Une liquidité en cause
Toutefois, concentré sur un nombre limité de mesures à fort rendement, cet effort est exposé à la contestation et aux votes des parlementaires. C’est dire combien cette capacité de redressement semble fragile. Or « dans la trajectoire présentée dans le PLFSS pour 2026, le déficit ne se réduit pas à l’horizon de 2029, à cette date il pourrait atteindre 135 milliards d’euros », mettent en garde les sages.
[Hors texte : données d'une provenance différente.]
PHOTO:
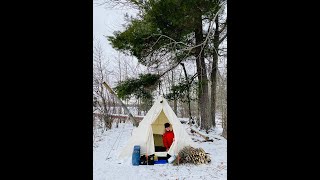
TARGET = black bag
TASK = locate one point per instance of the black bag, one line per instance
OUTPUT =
(143, 160)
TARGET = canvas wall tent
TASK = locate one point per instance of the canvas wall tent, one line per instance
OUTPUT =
(150, 130)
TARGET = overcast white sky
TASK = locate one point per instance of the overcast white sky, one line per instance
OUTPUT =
(105, 22)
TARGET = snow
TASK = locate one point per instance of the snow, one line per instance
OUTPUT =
(108, 144)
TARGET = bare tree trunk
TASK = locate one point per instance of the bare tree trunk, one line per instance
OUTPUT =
(135, 122)
(188, 92)
(202, 76)
(175, 99)
(214, 71)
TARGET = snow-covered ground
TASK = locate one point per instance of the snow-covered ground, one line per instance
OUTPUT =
(106, 165)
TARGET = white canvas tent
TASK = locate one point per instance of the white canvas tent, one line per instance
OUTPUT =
(152, 126)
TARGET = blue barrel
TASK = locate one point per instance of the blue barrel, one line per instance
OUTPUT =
(136, 155)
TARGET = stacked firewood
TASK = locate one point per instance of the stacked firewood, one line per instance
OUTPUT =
(192, 155)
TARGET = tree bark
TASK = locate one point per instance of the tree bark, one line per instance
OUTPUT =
(214, 69)
(202, 77)
(188, 93)
(135, 122)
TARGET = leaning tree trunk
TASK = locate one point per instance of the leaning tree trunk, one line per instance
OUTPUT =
(214, 72)
(188, 92)
(202, 76)
(135, 122)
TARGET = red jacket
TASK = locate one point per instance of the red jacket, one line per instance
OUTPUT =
(167, 139)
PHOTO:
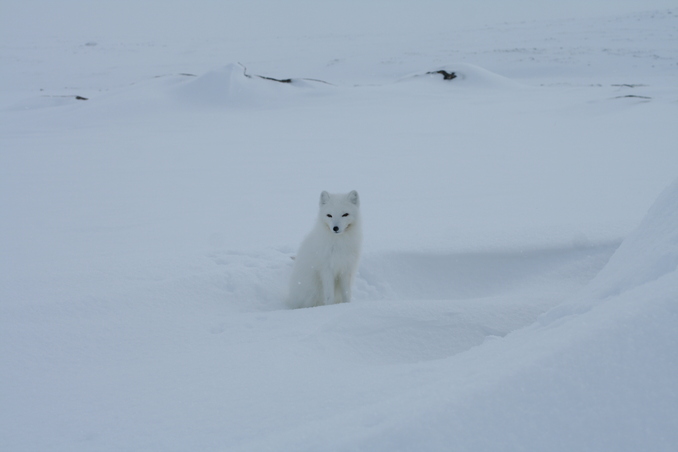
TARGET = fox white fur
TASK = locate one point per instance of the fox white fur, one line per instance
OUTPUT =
(327, 260)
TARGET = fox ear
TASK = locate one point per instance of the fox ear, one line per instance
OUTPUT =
(353, 197)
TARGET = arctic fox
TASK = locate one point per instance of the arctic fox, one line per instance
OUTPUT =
(327, 259)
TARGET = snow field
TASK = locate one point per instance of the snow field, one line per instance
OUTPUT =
(514, 292)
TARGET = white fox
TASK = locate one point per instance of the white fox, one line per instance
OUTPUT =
(328, 257)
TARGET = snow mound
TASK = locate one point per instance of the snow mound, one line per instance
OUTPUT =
(597, 379)
(232, 86)
(648, 254)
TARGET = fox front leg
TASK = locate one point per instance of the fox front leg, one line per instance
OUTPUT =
(327, 280)
(344, 286)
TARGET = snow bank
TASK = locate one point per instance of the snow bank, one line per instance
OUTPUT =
(595, 379)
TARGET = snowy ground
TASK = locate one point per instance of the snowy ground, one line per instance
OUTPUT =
(514, 292)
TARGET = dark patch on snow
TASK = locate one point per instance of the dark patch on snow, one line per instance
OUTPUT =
(280, 80)
(629, 85)
(633, 96)
(446, 75)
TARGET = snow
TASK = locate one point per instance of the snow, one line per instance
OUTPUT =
(518, 284)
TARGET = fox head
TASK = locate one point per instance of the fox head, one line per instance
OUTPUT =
(339, 211)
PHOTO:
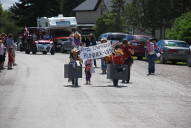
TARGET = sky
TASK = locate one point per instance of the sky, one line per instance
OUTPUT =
(7, 3)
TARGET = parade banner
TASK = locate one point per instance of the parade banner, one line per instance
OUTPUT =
(96, 52)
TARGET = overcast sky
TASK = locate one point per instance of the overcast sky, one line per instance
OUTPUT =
(7, 3)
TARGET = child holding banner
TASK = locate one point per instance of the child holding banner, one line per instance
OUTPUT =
(88, 70)
(103, 61)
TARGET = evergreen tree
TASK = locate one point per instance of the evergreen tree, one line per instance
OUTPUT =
(27, 11)
(118, 8)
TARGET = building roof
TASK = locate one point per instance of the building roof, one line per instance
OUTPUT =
(91, 5)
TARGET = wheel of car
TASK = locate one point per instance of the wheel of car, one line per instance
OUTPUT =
(52, 53)
(62, 50)
(174, 62)
(27, 52)
(163, 60)
(139, 57)
(44, 53)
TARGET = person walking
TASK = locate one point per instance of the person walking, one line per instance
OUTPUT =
(128, 59)
(75, 61)
(118, 60)
(88, 70)
(76, 40)
(151, 55)
(10, 46)
(103, 60)
(92, 42)
(2, 52)
(4, 38)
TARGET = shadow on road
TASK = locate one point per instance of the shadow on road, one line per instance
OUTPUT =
(71, 86)
(120, 86)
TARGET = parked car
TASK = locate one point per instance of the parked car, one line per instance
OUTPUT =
(173, 50)
(64, 44)
(138, 43)
(44, 46)
(113, 37)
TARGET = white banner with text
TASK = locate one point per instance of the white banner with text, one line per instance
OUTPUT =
(96, 52)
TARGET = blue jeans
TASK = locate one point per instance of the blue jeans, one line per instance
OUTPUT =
(151, 61)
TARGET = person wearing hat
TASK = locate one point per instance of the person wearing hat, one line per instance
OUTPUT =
(103, 60)
(151, 55)
(10, 45)
(117, 59)
(75, 60)
(128, 59)
(2, 52)
(76, 39)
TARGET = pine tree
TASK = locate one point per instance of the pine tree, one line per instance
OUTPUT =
(118, 8)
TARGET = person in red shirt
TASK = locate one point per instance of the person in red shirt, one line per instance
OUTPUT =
(128, 60)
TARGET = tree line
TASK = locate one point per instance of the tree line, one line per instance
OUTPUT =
(27, 11)
(143, 15)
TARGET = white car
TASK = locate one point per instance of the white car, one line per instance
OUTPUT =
(45, 46)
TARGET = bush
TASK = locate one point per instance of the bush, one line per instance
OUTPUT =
(7, 23)
(181, 29)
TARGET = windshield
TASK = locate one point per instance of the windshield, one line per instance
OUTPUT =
(116, 37)
(61, 33)
(177, 44)
(142, 38)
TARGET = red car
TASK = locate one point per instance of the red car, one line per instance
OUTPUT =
(138, 43)
(63, 44)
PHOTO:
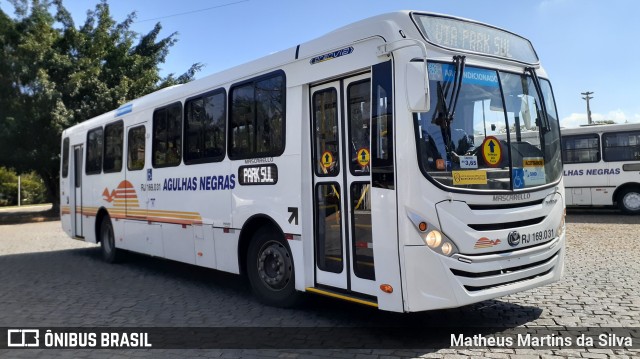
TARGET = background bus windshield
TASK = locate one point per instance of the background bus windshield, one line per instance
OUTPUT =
(497, 138)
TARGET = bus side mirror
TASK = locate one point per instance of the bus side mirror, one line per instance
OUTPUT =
(417, 84)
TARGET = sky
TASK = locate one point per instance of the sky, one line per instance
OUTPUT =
(584, 45)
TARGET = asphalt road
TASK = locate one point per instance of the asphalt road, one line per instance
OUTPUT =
(50, 280)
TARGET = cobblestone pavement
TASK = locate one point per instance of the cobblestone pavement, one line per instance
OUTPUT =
(48, 279)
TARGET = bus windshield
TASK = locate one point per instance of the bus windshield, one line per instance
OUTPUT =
(490, 131)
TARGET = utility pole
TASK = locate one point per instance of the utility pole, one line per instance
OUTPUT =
(587, 97)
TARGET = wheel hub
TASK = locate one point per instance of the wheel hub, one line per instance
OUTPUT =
(632, 201)
(274, 266)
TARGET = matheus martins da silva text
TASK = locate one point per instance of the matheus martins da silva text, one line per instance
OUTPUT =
(607, 340)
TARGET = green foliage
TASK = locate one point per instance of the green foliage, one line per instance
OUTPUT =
(54, 75)
(32, 189)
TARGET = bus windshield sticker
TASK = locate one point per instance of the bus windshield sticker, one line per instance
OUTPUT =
(258, 175)
(332, 55)
(469, 177)
(533, 171)
(468, 162)
(327, 159)
(471, 76)
(491, 151)
(517, 179)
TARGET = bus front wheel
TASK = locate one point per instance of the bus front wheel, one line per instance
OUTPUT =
(270, 269)
(629, 201)
(107, 241)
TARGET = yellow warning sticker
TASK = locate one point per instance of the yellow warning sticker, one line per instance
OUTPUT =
(363, 157)
(491, 151)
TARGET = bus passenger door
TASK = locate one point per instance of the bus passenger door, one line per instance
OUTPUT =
(76, 207)
(139, 193)
(341, 115)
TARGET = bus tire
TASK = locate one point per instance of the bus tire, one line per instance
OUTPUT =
(629, 200)
(270, 269)
(107, 241)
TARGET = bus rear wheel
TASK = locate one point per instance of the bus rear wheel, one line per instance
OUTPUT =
(270, 269)
(629, 201)
(107, 241)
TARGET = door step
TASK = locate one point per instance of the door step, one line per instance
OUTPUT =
(350, 297)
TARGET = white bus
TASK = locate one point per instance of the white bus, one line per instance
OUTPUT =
(338, 167)
(602, 166)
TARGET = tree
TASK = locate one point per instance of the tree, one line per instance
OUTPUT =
(54, 75)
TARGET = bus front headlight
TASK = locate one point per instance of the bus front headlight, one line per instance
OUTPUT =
(561, 226)
(439, 243)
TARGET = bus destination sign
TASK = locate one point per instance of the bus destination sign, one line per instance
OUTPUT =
(474, 37)
(258, 175)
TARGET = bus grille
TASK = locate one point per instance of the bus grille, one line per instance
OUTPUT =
(497, 273)
(481, 227)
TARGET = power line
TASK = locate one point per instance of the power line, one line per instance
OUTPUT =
(192, 12)
(588, 97)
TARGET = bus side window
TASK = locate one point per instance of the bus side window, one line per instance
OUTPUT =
(136, 146)
(113, 147)
(65, 157)
(257, 117)
(167, 136)
(94, 151)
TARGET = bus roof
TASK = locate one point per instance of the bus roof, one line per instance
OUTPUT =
(389, 26)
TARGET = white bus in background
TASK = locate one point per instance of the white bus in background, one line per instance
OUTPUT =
(602, 166)
(362, 165)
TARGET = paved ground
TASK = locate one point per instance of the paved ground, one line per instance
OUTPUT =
(47, 279)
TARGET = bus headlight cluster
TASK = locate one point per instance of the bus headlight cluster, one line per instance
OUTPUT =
(562, 223)
(439, 243)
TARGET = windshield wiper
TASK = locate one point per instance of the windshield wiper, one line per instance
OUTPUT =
(444, 114)
(536, 83)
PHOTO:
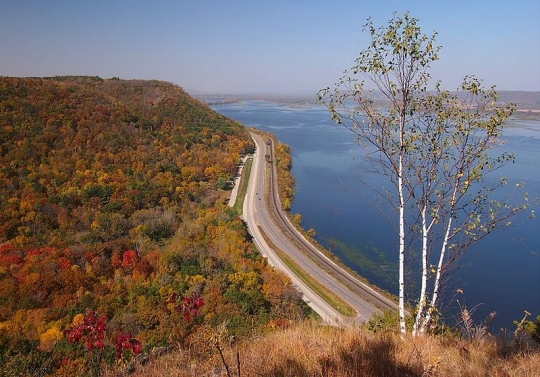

Paradoxalement, alors que la croissance économique est étonnamment en hausse au troisième trimestre (+ 0,5 point), les sages de la rue Cambon ne peuvent que diagnostiquer une crise aiguë de notre système de protection sociale. Ceci d’autant qu’à partir de 2027, le déficit ne pourra non seulement plus être jugulé, mais qu’il dépassera aussi durablement la capacité de la Caisse d'amortissement de la dette sociale (Cades). Une Cades qui ne peut indéfiniment être renflouée par l’agence centrale des organismes de sécurité sociale (Acoss) dont la mission n’est d’assurer une trésorerie qu’à court terme et certainement pas d’accumuler le montant élevé de la dette sociale. C’est par conséquent la liquidité de la Sécurité sociale qui est, à terme, en cause. Les parlementaires ont donc la responsabilité d’actionner tous les leviers en leur possession pour trouver un pilotage et un financement cohérents de la Sécurité sociale.